Excessive agency
AI overstepping its bounds: understanding and mitigation
AI/ML
What is excessive agency?
Language Learning Models (LLMs) interfacing with external systems have introduced a new vulnerability known as excessive agency (LLM08). This issue surfaces when LLMs, designed to automate tasks and interact with other systems, end up performing actions they shouldn’t. These unintended actions can range from sending unauthorized emails to issuing incorrect financial refunds, all due to the LLM misinterpreting prompts or simply executing tasks incorrectly.
About this lesson
In this lesson, you will learn about vulnerabilities stemming from excessive agency and how to protect your applications against them. We will step into the shoes of a hacker who successfully exploits an AI assistant with too broad permissions.
The incident with the AI assistant serves as a textbook example of excessive agency resulting from inadequate access control. The initial step of connecting the assistant to the store's backend account was intended to give it the ability to access customer-related information, enhancing its effectiveness in handling customer support queries. This integration was essential for the assistant to retrieve and utilize information like order details and the status of support tickets.

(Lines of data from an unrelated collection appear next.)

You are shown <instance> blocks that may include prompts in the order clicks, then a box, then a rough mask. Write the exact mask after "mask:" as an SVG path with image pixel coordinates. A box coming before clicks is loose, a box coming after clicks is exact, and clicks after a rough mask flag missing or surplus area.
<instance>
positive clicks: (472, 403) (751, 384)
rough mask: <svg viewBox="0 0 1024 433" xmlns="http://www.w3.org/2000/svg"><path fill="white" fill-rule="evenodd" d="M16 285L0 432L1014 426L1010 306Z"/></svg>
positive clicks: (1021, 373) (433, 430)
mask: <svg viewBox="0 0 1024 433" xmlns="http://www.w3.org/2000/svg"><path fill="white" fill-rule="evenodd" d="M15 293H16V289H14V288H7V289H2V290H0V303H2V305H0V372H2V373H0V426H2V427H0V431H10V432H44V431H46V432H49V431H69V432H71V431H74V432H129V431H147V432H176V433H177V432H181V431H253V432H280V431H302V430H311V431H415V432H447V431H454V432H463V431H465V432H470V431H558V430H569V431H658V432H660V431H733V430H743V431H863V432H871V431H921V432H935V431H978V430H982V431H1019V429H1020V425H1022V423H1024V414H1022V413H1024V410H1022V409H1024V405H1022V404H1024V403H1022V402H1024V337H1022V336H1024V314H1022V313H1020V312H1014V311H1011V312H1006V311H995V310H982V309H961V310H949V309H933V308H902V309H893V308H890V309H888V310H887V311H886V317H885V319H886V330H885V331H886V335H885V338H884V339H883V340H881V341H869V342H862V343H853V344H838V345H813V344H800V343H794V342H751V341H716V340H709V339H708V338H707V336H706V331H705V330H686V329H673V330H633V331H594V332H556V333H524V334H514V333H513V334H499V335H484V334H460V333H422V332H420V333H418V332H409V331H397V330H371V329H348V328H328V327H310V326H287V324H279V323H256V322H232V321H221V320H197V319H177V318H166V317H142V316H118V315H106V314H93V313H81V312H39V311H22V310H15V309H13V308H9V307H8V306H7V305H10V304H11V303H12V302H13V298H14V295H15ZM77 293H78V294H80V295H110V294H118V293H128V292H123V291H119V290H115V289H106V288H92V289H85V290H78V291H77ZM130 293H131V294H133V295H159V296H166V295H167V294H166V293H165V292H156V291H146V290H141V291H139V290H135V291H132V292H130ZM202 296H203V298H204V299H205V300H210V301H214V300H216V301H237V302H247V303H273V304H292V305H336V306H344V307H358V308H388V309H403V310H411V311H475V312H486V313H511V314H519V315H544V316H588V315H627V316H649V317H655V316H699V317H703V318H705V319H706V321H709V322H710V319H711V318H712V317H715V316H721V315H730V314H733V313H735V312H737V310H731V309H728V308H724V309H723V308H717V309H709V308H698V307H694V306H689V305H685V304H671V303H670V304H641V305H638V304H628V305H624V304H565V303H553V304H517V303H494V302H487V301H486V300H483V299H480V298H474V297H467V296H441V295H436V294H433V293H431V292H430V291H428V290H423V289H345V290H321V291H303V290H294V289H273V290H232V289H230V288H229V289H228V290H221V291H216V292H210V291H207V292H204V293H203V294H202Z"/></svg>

However, this is where the critical oversight occurred. While integrating the assistant with their backend account, the development team neglected to restrict the access rights. Ideally, The access token should have been limited to only those sections of the account suite relevant to the AI's role in customer support. Instead, the assistant was inadvertently granted more extensive access than necessary due to this oversight. This extended access included capabilities such as scheduling meetings, which far exceeded the assistant's intended functional scope.
What is the impact of excessive agency?
The impact of excessive agency in LLM-based systems largely depends on the context in which the LLM operates and the specific permissions it has been granted. When an LLM is given broader access or capabilities than necessary for its intended purpose, it can lead to unintended and potentially harmful outcomes. This situation becomes particularly problematic when users manipulate the LLM, intentionally or not, to perform actions outside its original design parameters.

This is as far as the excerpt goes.